Im WORT laut: Unfreiwillige NSDAP-Mitglieder?
In der „FAS“ antwortet der frühere CDU-Generalsekretär Heiner Geißler auf die Frage, ob es „einer marktwirtschaftlich orientierten Partei wie der CDU gut zu Gesicht steht, mit Steuergeld ein offenbar marodes Unternehmen wie Opel am Leben zu erhalten“?Ja.
Stand:
In der „FAS“ antwortet der frühere CDU-Generalsekretär Heiner Geißler auf die Frage, ob es „einer marktwirtschaftlich orientierten Partei wie der CDU gut zu Gesicht steht, mit Steuergeld ein offenbar marodes Unternehmen wie Opel am Leben zu erhalten“?

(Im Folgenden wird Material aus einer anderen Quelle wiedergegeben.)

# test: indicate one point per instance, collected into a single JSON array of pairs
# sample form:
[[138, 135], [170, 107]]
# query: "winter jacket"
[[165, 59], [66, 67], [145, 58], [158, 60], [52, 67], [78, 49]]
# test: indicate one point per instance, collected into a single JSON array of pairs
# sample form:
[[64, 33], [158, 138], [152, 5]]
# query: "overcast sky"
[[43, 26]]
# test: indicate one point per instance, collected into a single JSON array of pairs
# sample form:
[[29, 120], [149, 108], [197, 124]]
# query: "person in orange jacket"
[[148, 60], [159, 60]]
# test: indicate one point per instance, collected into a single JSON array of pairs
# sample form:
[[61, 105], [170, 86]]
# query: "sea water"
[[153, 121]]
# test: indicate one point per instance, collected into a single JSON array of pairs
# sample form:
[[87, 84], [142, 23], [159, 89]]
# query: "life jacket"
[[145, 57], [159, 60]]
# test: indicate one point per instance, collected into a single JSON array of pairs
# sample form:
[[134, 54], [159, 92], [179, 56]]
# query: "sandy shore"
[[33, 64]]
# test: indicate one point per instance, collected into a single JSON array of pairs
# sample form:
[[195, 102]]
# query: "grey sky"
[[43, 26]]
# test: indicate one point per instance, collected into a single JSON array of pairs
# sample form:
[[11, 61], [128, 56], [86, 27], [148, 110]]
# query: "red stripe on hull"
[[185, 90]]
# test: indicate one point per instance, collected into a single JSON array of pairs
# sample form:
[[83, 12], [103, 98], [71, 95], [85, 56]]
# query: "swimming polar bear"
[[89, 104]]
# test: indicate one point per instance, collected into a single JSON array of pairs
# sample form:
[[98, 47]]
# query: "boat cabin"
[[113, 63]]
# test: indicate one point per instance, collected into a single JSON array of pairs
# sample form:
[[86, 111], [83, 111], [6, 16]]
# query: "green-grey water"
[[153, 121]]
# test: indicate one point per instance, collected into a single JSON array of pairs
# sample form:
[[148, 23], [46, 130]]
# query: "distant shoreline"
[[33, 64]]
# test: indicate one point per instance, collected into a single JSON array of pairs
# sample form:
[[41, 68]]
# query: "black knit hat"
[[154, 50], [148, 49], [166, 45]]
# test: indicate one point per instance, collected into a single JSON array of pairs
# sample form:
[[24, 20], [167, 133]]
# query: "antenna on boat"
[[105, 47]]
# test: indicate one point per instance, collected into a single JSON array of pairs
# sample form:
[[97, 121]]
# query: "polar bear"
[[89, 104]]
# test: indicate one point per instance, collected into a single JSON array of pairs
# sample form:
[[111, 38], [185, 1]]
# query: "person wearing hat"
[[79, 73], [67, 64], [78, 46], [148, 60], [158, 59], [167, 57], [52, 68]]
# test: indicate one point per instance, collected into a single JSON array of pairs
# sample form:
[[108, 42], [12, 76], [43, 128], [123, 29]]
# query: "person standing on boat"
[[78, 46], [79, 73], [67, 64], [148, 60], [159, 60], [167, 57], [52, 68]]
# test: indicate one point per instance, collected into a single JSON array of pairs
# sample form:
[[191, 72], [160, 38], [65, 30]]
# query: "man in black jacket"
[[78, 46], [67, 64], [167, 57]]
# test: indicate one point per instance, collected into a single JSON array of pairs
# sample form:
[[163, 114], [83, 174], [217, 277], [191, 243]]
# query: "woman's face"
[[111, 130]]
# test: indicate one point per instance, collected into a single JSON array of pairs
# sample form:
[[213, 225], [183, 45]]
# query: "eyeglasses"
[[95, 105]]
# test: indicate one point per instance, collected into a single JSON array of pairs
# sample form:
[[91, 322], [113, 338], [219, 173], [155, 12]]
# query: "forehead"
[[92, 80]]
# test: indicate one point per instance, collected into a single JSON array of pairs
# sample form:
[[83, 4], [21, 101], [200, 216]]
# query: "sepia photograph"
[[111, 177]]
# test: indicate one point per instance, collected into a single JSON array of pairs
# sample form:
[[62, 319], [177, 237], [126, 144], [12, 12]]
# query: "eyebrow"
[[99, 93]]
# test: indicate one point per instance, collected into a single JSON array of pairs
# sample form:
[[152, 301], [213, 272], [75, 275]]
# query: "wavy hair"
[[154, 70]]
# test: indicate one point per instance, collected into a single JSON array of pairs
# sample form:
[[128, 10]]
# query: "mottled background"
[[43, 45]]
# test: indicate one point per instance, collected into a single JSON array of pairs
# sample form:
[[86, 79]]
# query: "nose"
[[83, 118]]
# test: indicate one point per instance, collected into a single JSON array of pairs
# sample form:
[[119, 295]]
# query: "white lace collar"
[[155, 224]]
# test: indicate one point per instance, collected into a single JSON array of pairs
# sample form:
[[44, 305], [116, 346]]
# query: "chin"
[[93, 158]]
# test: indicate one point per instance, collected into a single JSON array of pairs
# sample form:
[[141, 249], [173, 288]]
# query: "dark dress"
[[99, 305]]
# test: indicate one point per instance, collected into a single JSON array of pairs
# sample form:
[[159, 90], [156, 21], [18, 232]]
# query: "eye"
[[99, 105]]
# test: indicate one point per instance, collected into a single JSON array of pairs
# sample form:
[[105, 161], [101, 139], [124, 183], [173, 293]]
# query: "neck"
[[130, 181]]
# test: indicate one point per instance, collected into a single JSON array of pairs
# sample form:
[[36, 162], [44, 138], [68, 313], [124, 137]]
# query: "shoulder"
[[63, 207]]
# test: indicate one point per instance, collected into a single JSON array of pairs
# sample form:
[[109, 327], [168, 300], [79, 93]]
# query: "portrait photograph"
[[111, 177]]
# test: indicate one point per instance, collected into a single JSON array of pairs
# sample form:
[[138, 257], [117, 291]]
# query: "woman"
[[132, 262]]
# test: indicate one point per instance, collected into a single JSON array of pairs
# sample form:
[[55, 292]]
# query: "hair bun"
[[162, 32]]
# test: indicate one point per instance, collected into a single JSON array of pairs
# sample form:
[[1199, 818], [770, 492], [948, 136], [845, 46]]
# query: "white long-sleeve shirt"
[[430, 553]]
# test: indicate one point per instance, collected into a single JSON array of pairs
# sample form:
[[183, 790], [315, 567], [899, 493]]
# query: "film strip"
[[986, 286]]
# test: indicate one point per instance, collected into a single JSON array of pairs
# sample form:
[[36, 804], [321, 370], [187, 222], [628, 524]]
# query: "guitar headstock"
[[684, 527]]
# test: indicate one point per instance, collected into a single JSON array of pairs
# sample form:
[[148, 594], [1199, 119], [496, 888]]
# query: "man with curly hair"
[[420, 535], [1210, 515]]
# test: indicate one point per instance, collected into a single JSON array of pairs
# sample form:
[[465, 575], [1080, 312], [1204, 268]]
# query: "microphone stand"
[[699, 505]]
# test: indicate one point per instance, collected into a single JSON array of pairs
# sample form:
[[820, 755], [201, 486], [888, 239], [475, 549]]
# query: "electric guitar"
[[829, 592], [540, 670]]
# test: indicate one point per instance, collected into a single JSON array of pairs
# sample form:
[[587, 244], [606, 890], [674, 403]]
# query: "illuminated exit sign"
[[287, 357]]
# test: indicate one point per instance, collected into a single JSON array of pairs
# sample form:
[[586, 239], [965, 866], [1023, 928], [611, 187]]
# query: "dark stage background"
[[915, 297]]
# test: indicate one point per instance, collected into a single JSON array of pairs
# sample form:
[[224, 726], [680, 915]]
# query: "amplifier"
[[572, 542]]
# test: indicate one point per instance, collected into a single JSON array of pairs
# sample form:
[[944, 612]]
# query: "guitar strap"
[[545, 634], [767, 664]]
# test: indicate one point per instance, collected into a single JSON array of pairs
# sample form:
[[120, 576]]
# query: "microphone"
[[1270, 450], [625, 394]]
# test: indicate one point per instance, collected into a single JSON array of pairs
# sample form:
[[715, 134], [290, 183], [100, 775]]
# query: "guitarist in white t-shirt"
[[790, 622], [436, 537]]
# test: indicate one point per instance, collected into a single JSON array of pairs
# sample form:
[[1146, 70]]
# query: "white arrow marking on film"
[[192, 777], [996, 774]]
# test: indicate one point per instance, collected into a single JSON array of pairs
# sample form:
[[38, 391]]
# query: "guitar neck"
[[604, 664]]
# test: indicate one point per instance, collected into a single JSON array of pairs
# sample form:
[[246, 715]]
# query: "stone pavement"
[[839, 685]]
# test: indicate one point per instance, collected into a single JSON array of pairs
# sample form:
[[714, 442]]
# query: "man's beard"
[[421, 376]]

Ja. Beamte und manche Journalisten haben zwar gern Vorgänge, wo sich nachschauen lässt, wie man es früher gemacht hat. Aber Opel ist wie die deutsche Wiedervereinigung ein Solitär – und Politik ist keine Wissenschaft, sondern eine Kunst, das wusste schon Bismarck. Und in dieser Kunst ergibt zwei und zwei nicht immer vier, sondern manchmal eben auch fünf. Opel ist so eine Fünf. In der Politik entstehen immer wieder Situationen, bei denen man nicht nach Dogmen vorgehen kann, die irgendwelche Professoren aufgestellt haben. Ludwig Erhard hat 1950 im Ruhrgebiet auch Industriepolitik gemacht.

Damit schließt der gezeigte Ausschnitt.